To me, those two phrases indicate a big difference in how I think about structuring a lesson. I have found when teaching a problem-based curriculum, it is easy for ideas to get left unnoticed and important connections missed, forcing me to explicitly teach an idea to ensure students “get it” before they leave the class period without any understanding of the mathematical goal for the day. Many days, I would find myself frustrated because students would completely miss the point of the lesson. I realize, however, this was because I was expecting them to read my mind for what I wanted them to take away from the problem. On the flip side of that coin, not teaching a problem-based curriculum and explicitly teaching students how to do the math in each lesson is not an option and is a topic that could be its own blog post.

This is exactly why I find the 5 Practices framework invaluable in planning. The framework forces me to continuously think about the mathematical goal, choose an activity that supports that goal, plan questions for students toward the goal, and sequence student work in a way that creates a productive, purposeful discussion toward an explicit mathematical idea.

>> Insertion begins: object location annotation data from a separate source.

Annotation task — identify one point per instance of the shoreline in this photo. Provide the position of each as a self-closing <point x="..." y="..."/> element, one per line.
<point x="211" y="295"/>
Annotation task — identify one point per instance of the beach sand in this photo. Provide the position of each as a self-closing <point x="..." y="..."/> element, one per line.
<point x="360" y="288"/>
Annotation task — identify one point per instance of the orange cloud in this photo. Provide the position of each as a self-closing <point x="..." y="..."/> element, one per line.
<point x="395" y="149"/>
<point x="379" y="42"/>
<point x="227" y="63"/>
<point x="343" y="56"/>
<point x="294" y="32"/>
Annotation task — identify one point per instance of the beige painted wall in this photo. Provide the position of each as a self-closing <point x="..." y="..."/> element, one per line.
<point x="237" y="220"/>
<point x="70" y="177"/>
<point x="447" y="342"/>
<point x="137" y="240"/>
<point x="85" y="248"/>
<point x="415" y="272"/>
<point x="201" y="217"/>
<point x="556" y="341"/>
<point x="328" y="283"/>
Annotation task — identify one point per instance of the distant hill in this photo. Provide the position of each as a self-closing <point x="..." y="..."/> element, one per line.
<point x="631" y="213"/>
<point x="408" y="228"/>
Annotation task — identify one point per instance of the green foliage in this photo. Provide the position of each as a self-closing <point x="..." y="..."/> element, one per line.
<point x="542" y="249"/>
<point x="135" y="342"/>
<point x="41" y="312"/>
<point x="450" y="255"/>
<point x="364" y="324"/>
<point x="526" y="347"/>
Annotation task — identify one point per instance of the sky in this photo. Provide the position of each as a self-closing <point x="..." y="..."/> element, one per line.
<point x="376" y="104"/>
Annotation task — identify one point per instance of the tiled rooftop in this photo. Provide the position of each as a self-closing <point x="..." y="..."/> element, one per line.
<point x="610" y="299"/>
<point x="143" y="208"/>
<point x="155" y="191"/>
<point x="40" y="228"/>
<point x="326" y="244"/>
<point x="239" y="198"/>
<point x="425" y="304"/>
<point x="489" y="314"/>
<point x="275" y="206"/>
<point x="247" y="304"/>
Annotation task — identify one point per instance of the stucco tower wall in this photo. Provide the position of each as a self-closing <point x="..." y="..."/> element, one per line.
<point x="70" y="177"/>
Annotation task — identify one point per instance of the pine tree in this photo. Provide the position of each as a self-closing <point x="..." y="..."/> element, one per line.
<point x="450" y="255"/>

If you are not familiar with the 5 Practices, let me offer you a quick look at each, as described by the authors Mary Kay Stein and Peg Smith on NCTM’s website:

**Anticipating**what students will do*—*what strategies they will use*—*in solving a problem**Monitoring**their work as they approach the problem in class**Selecting**students whose strategies are worth discussing in class**Sequencing**those students’ presentations to maximize their potential to increase students’ learning**Connecting**the strategies and ideas in a way that helps students understand the mathematics learned

The authors also describe a **Practice 0 **of **Choosing a Mathematical Goal and Appropriate Task** in their book.

While the 5 Practices framework can be applied to many tasks, at any grade level, in any curriculum, this explicit planning is exactly how I would describe the open education resource (OER) curriculum authored by Illustrative Mathematics. Each lesson and unit tells a mathematical story in which students arrive at a specific mathematical landing point. While they may not all arrive at that landing in the same way, the problems and discussions are structured to ensure students do not leave the work of the day without any idea of what they were working toward.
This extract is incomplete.